Molti gruppi di studiosi affrontano studi scientifici per trovare le radici delle nostre usanze, perché solo guardando indietro possiamo comprenderci e potremo andare avanti, così ad esempio l’Associazione Tradizionale Pietas, nata a Crotone e poi sviluppatasi tra l’Italia e la Grecia, conduce ricerche sul mondo classico proponendo poi al pubblico i suoi risultati in conferenze, convegni e quaderni di studio, dall’ambito universitario a quello cittadino, cercando inoltre il coinvolgimento di tutti considerando il patrimonio culturale un bene universale così anche l’associazione “Le Crotoniadi” che propone eventi ed attività culturali di ricostruzione storica. Medesima cosa fanno altre realtà culturali nel resto della penisola. Vi sono anche associazioni che cercano di recuperare l’antica religiosità. In Grecia movimenti di studio sulla cultura classica hanno riacceso negli animi il desiderio di vivere l’antica religione, ed oggi gli Elleni sono la quarta fede nel loro paese.
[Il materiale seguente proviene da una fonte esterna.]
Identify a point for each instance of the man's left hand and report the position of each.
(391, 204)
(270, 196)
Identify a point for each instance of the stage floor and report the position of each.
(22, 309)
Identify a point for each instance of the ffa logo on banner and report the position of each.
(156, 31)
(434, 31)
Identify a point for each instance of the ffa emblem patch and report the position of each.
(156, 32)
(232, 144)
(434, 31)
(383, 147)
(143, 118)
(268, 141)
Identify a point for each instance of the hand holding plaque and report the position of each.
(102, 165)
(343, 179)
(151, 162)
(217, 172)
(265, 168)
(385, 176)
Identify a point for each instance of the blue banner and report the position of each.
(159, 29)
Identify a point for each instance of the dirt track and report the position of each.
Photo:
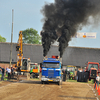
(34, 90)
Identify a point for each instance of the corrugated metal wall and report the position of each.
(72, 55)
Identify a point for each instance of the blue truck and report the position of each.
(51, 71)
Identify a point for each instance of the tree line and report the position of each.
(30, 36)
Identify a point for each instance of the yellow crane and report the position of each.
(23, 64)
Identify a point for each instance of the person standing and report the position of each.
(97, 81)
(3, 71)
(9, 73)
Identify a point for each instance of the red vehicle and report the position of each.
(90, 72)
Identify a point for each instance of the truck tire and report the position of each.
(77, 76)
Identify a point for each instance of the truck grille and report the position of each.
(50, 73)
(93, 73)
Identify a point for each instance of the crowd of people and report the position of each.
(9, 71)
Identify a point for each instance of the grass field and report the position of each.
(5, 77)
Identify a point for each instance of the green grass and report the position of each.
(4, 77)
(89, 82)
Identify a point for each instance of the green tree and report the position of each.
(30, 36)
(2, 39)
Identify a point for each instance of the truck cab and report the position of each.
(89, 73)
(51, 71)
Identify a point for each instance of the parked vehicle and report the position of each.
(51, 70)
(34, 70)
(89, 73)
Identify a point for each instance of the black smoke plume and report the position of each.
(63, 18)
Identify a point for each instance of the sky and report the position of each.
(27, 14)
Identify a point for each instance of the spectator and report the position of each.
(97, 81)
(9, 72)
(12, 72)
(6, 71)
(3, 71)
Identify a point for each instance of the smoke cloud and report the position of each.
(63, 18)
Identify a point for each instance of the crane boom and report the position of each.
(19, 49)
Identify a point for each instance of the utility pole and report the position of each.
(11, 40)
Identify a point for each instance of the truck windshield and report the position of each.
(92, 66)
(51, 65)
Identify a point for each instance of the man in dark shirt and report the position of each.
(3, 71)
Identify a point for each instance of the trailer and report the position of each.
(51, 70)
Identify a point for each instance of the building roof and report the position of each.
(76, 56)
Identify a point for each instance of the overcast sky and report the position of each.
(27, 15)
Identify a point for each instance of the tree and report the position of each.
(2, 39)
(30, 36)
Ma non ha tanto importanza la forma di ciò che si fa o di ciò in cui si crede, quanto l’essenza delle proprie convinzioni, e quando queste sono intrise di sani valori ben vengano, perché le forme e le religioni cambiano nel tempo, ma l’etica del rispetto, della lealtà, dell’amicizia, dell’amore e della tolleranza va al di là delle bandiere ed è eterna, poiché non crollano con le loro civiltà e con le loro religioni, ma vivono per sempre.

Ed è su questi valori che l’Associazione Tradizionale Pietas ha improntato il suo lavoro: lo studio della religione e della società classica non deve essere il nascere di nuove forme di fanatismo ed incomprensioni, ma la ricerca di un’essenza che ha attraversato i millenni e che chissà fin quando risale nel tempo.

La Calabria di duemilacinquecento anni fa è stata la matrice della cultura romana: il Pitagorismo segnò Roma profondamente, al punto tale che all’entrata della curia della Res Publica si conservava un busto di Pitagora, i Gracchi lottarono per riformare la società su basi pitagoriche (la suddivisione delle terre conquistate ai più poveri e non ai già ricchi), Mario dopo di loro, poi Cesare, Roma unì quell’Italia che tempo prima era la Lega Italiota voluta dai Crotoniati; come un tempo, ancora oggi possiamo essere la matrice culturale di un paese in ginocchio, che necessita di rialzarsi, e da dove incominciare se non dal “Sapere”?

Conservando le nostre tradizioni salvaguarderemo la nostra identità e cercando in esse i nostri valori potremo sopravvivere ad un mondo in decadenza.